Leonardo Quiroz y su encuentro cercano con Jaime Ravinet.

Un testimonio sobe la invasiva publicidad municipal y su falta de contenido.

“Antes no estaba ese edificio del frente. Tenía una vista panorámica espectacular al cerro Santa Lucía, veía la Alameda, el Diego Portales. Ahora, en cambio, no sólo perdí la vista sino también la privacidad de mi departamento. Pero lo peor vino después. Hace tres semanas atrás pusieron una gigantografía con la imagen de Ravinet. Cada vez que me levanto y abro las cortinas está el colorín mirándome fíjamente. Qué manera de tomarse los espacios públicos. Ahí uno se da cuenta cómo el sistema trata de imponer cosas.

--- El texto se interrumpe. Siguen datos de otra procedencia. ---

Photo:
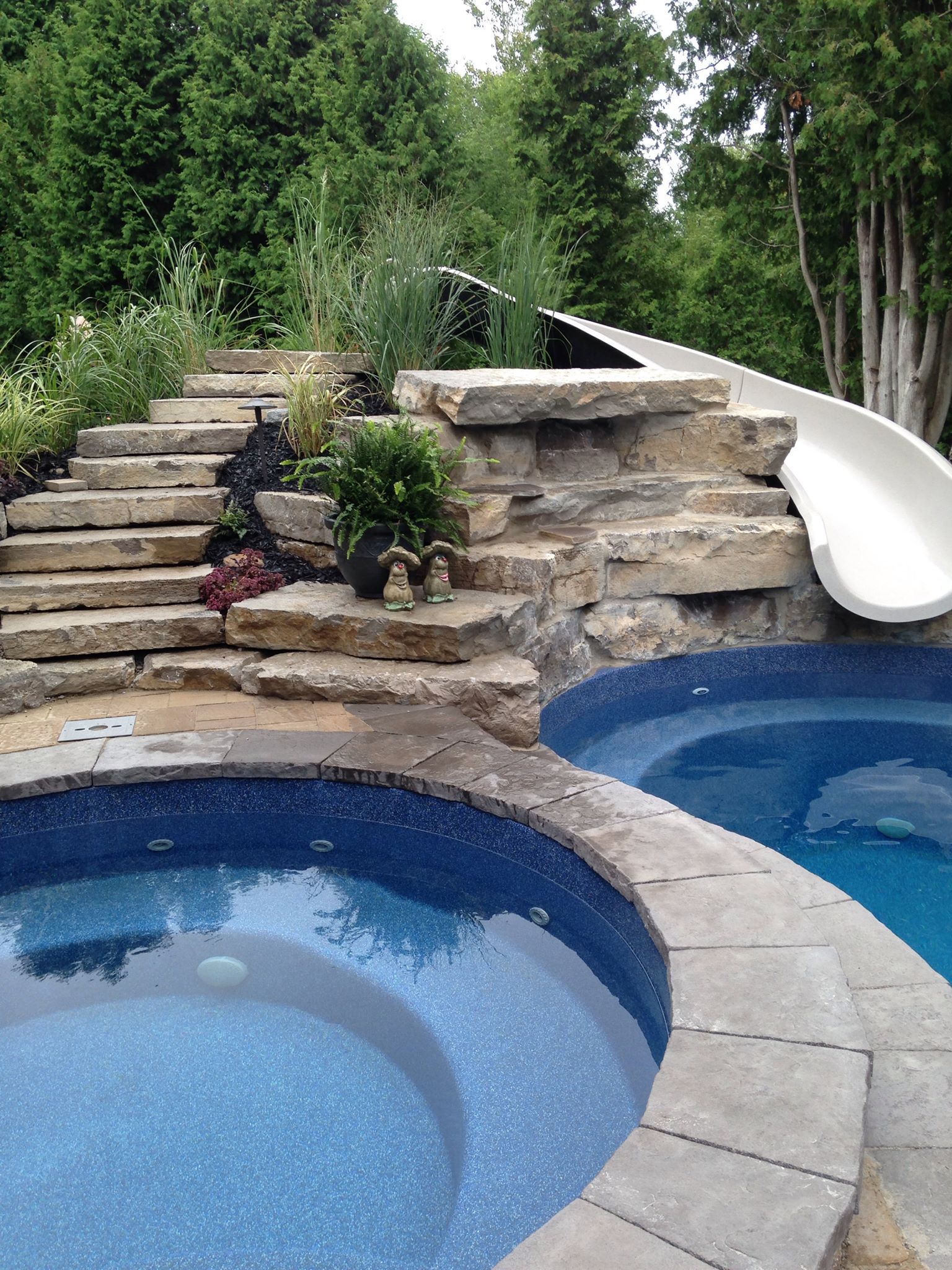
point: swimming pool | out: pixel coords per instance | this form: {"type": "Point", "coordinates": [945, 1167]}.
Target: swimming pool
{"type": "Point", "coordinates": [389, 1075]}
{"type": "Point", "coordinates": [801, 747]}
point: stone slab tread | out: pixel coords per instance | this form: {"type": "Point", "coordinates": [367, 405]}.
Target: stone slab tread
{"type": "Point", "coordinates": [58, 551]}
{"type": "Point", "coordinates": [100, 588]}
{"type": "Point", "coordinates": [164, 438]}
{"type": "Point", "coordinates": [95, 631]}
{"type": "Point", "coordinates": [103, 508]}
{"type": "Point", "coordinates": [149, 471]}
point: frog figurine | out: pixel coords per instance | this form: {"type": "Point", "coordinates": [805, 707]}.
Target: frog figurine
{"type": "Point", "coordinates": [437, 587]}
{"type": "Point", "coordinates": [397, 590]}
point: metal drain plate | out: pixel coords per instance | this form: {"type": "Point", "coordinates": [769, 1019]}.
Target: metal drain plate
{"type": "Point", "coordinates": [92, 729]}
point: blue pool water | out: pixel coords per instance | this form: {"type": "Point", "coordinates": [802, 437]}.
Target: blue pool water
{"type": "Point", "coordinates": [412, 1076]}
{"type": "Point", "coordinates": [803, 748]}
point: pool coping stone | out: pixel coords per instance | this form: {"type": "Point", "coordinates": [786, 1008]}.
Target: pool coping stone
{"type": "Point", "coordinates": [725, 1204]}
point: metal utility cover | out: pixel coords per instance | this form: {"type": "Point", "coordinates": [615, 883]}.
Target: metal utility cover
{"type": "Point", "coordinates": [89, 729]}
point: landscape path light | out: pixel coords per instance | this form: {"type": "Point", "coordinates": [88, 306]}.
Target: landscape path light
{"type": "Point", "coordinates": [258, 406]}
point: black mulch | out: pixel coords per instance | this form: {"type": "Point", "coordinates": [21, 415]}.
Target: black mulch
{"type": "Point", "coordinates": [244, 475]}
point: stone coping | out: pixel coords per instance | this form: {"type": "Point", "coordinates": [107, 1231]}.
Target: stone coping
{"type": "Point", "coordinates": [751, 1150]}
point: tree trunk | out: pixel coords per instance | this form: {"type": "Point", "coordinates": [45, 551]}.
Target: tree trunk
{"type": "Point", "coordinates": [868, 244]}
{"type": "Point", "coordinates": [889, 355]}
{"type": "Point", "coordinates": [829, 357]}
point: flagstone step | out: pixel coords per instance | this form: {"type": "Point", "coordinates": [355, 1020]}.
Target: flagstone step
{"type": "Point", "coordinates": [106, 508]}
{"type": "Point", "coordinates": [327, 618]}
{"type": "Point", "coordinates": [161, 438]}
{"type": "Point", "coordinates": [500, 693]}
{"type": "Point", "coordinates": [100, 588]}
{"type": "Point", "coordinates": [92, 631]}
{"type": "Point", "coordinates": [149, 471]}
{"type": "Point", "coordinates": [104, 549]}
{"type": "Point", "coordinates": [202, 409]}
{"type": "Point", "coordinates": [266, 385]}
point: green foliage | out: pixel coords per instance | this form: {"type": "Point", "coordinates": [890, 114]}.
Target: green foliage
{"type": "Point", "coordinates": [593, 70]}
{"type": "Point", "coordinates": [847, 106]}
{"type": "Point", "coordinates": [384, 106]}
{"type": "Point", "coordinates": [90, 138]}
{"type": "Point", "coordinates": [320, 260]}
{"type": "Point", "coordinates": [314, 409]}
{"type": "Point", "coordinates": [234, 520]}
{"type": "Point", "coordinates": [741, 296]}
{"type": "Point", "coordinates": [394, 474]}
{"type": "Point", "coordinates": [249, 109]}
{"type": "Point", "coordinates": [32, 420]}
{"type": "Point", "coordinates": [403, 311]}
{"type": "Point", "coordinates": [110, 367]}
{"type": "Point", "coordinates": [532, 275]}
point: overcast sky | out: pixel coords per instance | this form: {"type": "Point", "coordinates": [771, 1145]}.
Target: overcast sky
{"type": "Point", "coordinates": [448, 23]}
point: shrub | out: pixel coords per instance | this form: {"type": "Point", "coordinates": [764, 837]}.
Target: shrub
{"type": "Point", "coordinates": [315, 314]}
{"type": "Point", "coordinates": [192, 301]}
{"type": "Point", "coordinates": [404, 313]}
{"type": "Point", "coordinates": [531, 275]}
{"type": "Point", "coordinates": [110, 367]}
{"type": "Point", "coordinates": [234, 520]}
{"type": "Point", "coordinates": [32, 419]}
{"type": "Point", "coordinates": [239, 577]}
{"type": "Point", "coordinates": [394, 474]}
{"type": "Point", "coordinates": [315, 406]}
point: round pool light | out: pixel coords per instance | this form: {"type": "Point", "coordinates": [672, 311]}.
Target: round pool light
{"type": "Point", "coordinates": [223, 972]}
{"type": "Point", "coordinates": [890, 827]}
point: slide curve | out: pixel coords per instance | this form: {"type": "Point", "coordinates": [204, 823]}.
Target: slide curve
{"type": "Point", "coordinates": [876, 500]}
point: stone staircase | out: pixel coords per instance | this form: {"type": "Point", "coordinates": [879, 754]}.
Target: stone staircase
{"type": "Point", "coordinates": [616, 515]}
{"type": "Point", "coordinates": [113, 564]}
{"type": "Point", "coordinates": [621, 504]}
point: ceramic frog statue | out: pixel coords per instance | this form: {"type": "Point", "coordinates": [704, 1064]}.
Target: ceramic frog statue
{"type": "Point", "coordinates": [397, 591]}
{"type": "Point", "coordinates": [437, 587]}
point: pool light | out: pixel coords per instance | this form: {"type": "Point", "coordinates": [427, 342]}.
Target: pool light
{"type": "Point", "coordinates": [223, 972]}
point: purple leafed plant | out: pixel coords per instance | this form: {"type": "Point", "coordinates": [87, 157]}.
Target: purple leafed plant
{"type": "Point", "coordinates": [238, 577]}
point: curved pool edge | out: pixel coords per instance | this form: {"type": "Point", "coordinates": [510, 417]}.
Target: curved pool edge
{"type": "Point", "coordinates": [753, 1134]}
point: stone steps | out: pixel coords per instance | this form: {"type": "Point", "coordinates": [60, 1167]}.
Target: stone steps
{"type": "Point", "coordinates": [159, 438]}
{"type": "Point", "coordinates": [329, 619]}
{"type": "Point", "coordinates": [632, 495]}
{"type": "Point", "coordinates": [500, 693]}
{"type": "Point", "coordinates": [267, 385]}
{"type": "Point", "coordinates": [104, 549]}
{"type": "Point", "coordinates": [701, 556]}
{"type": "Point", "coordinates": [202, 409]}
{"type": "Point", "coordinates": [95, 631]}
{"type": "Point", "coordinates": [112, 508]}
{"type": "Point", "coordinates": [100, 588]}
{"type": "Point", "coordinates": [571, 567]}
{"type": "Point", "coordinates": [145, 471]}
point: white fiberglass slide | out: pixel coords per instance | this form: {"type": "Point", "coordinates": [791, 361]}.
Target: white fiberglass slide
{"type": "Point", "coordinates": [876, 500]}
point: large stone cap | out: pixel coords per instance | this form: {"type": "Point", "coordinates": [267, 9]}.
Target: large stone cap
{"type": "Point", "coordinates": [489, 398]}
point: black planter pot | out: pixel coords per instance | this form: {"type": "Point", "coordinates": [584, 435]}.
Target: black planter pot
{"type": "Point", "coordinates": [361, 568]}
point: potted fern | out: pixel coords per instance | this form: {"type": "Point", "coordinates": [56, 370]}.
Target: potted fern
{"type": "Point", "coordinates": [390, 481]}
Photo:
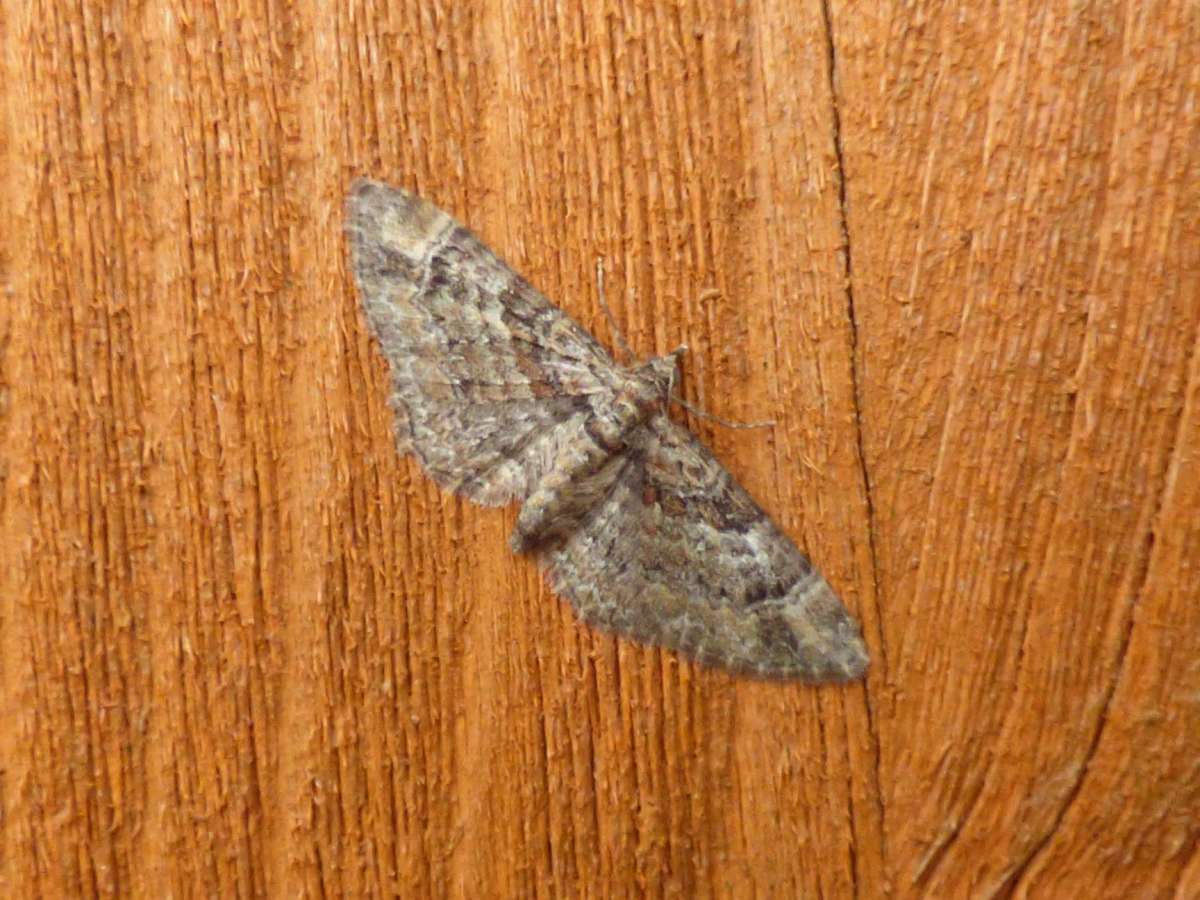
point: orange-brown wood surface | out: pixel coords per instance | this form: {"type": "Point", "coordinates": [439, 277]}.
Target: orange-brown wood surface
{"type": "Point", "coordinates": [951, 249]}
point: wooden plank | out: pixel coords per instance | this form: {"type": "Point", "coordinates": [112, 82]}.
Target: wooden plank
{"type": "Point", "coordinates": [245, 649]}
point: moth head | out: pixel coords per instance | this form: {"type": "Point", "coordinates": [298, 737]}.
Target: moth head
{"type": "Point", "coordinates": [663, 372]}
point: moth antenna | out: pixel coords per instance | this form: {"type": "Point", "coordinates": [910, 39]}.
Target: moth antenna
{"type": "Point", "coordinates": [612, 322]}
{"type": "Point", "coordinates": [718, 419]}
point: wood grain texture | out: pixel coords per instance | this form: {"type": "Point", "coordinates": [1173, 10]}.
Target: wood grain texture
{"type": "Point", "coordinates": [245, 649]}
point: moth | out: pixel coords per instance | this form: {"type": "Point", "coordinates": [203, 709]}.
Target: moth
{"type": "Point", "coordinates": [503, 397]}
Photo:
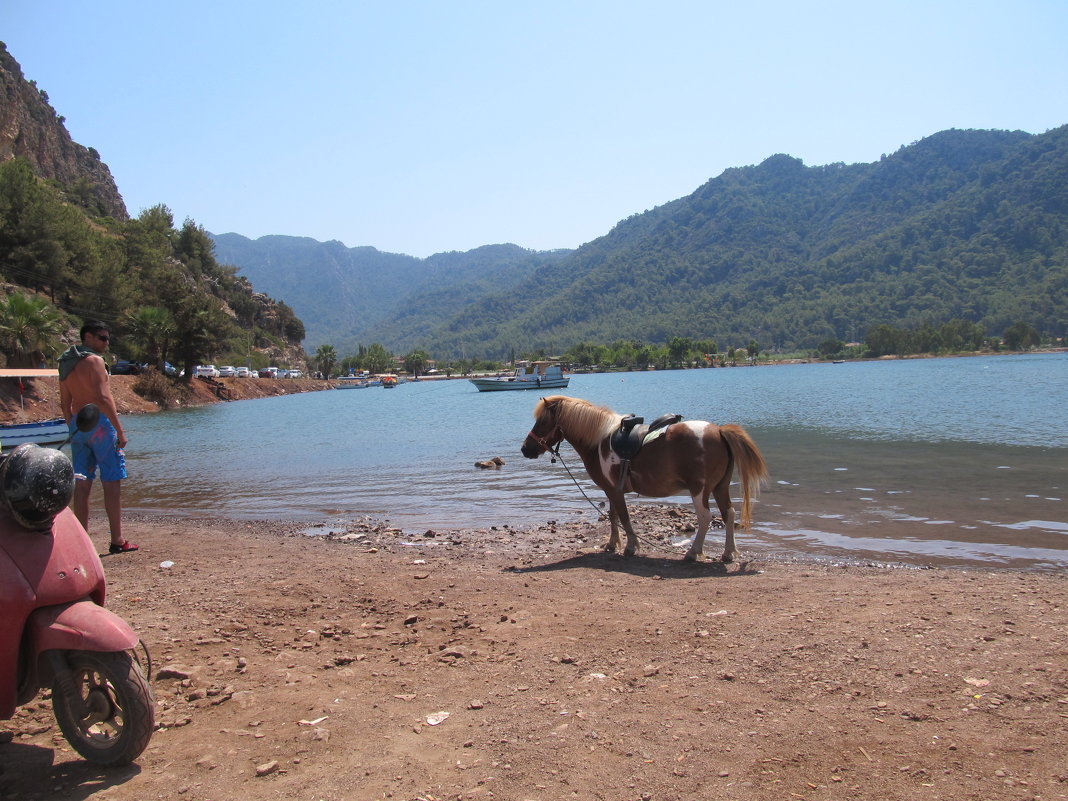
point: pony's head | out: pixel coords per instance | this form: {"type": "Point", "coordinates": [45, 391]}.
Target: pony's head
{"type": "Point", "coordinates": [546, 434]}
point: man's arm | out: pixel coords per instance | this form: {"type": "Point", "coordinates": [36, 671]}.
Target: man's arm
{"type": "Point", "coordinates": [66, 402]}
{"type": "Point", "coordinates": [98, 380]}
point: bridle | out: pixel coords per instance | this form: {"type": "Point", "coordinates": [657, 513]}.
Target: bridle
{"type": "Point", "coordinates": [554, 450]}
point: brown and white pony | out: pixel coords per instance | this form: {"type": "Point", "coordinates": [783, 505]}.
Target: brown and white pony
{"type": "Point", "coordinates": [693, 457]}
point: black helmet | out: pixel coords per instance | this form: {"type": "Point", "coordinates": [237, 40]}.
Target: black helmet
{"type": "Point", "coordinates": [36, 484]}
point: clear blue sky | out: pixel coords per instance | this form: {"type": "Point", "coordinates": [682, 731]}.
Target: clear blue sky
{"type": "Point", "coordinates": [420, 127]}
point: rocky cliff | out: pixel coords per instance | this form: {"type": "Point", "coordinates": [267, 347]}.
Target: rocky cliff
{"type": "Point", "coordinates": [31, 129]}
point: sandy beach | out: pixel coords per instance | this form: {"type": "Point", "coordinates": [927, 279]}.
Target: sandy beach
{"type": "Point", "coordinates": [528, 664]}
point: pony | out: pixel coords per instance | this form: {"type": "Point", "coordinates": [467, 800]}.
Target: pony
{"type": "Point", "coordinates": [694, 457]}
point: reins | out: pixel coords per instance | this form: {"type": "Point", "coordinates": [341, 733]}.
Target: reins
{"type": "Point", "coordinates": [556, 455]}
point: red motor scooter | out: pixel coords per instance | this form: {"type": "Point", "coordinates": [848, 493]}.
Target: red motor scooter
{"type": "Point", "coordinates": [53, 628]}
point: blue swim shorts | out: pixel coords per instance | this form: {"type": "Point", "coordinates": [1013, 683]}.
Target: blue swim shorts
{"type": "Point", "coordinates": [98, 448]}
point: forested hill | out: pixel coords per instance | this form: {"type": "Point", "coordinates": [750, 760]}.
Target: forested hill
{"type": "Point", "coordinates": [964, 223]}
{"type": "Point", "coordinates": [351, 296]}
{"type": "Point", "coordinates": [969, 224]}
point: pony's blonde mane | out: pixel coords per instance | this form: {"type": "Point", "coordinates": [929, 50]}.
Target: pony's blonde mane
{"type": "Point", "coordinates": [581, 421]}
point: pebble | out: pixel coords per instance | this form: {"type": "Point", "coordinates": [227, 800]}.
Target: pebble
{"type": "Point", "coordinates": [267, 768]}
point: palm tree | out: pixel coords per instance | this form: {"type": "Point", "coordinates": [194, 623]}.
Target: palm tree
{"type": "Point", "coordinates": [415, 362]}
{"type": "Point", "coordinates": [153, 329]}
{"type": "Point", "coordinates": [326, 357]}
{"type": "Point", "coordinates": [30, 330]}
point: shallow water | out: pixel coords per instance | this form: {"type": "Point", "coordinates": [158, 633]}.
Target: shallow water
{"type": "Point", "coordinates": [941, 460]}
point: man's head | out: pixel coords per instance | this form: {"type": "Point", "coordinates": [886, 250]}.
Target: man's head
{"type": "Point", "coordinates": [95, 335]}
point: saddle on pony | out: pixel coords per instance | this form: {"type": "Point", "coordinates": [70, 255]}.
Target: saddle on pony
{"type": "Point", "coordinates": [631, 436]}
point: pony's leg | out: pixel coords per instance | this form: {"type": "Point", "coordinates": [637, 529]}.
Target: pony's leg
{"type": "Point", "coordinates": [613, 542]}
{"type": "Point", "coordinates": [621, 505]}
{"type": "Point", "coordinates": [726, 511]}
{"type": "Point", "coordinates": [704, 521]}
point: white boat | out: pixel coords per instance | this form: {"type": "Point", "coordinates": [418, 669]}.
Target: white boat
{"type": "Point", "coordinates": [45, 433]}
{"type": "Point", "coordinates": [536, 376]}
{"type": "Point", "coordinates": [351, 382]}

Cuando llegué a vivir al edificio había un letrero de cerveza Cristal que se prendía y se apagaba y quedaba todo iluminado de verde. Por lo menos el verde es un color más relajante. Ahora, en cambio, tengo que aguantar un naranjo medio eléctrico que rebota del cartel de Ravinet. A veces llego al departamento y no tengo para qué prender la luz porque está todo invadido por una tonalidad naranja. Es como si estuviera viviendo en una película de Bukowsky. La otra vez me fumé un pito con un amigo filósofo y nos quedamos pegados analizando la fotografía de Ravinet. Tiene una cara de santo. Es como si le dijera a todo el mundo confía en mí, aquí tienes mi hombro. Te muestra un horizonte donde la presencia máxima es él y el ojo izquierdo está al centro de la foto. Son como esas imágenes de los masones. El típico ojito dentro de una pirámide que aparece en los billetes de dólar. Es como el ojo de dios. Tiene la misma lógica. Y más abajo la R en un círculo para llegar al público joven y la frase “lo echábamos de menos”.

Para mí, Ravinet es el viejo patrón que vuelve a su fundo con los mismos contactos y la misma situación viciada de cualquier gobernante. Tiene favores que pagar y la vende con que se preocupa de la ciudad. En el fondo, Ravinet y Zalaquet son la misma guevá. Los dos están aquí no por su vocación de servicio público sino porque Santiago es un símbolo de poder. La derecha y la izquierda son como la Coca-cola y la Fanta. Vienen de la misma matriz para vendérsela a distinto público. Puro marketing. Eso es lo que hace ganar a un candidato. Por un voto son capaces de arriesgar la vida de la gente de sus comandos. Es cosa de ver las peleas, los tipos electrocutados y los accidentes provocados por tapar la señalética. En el fondo es una publicidad sin ética ni moral.”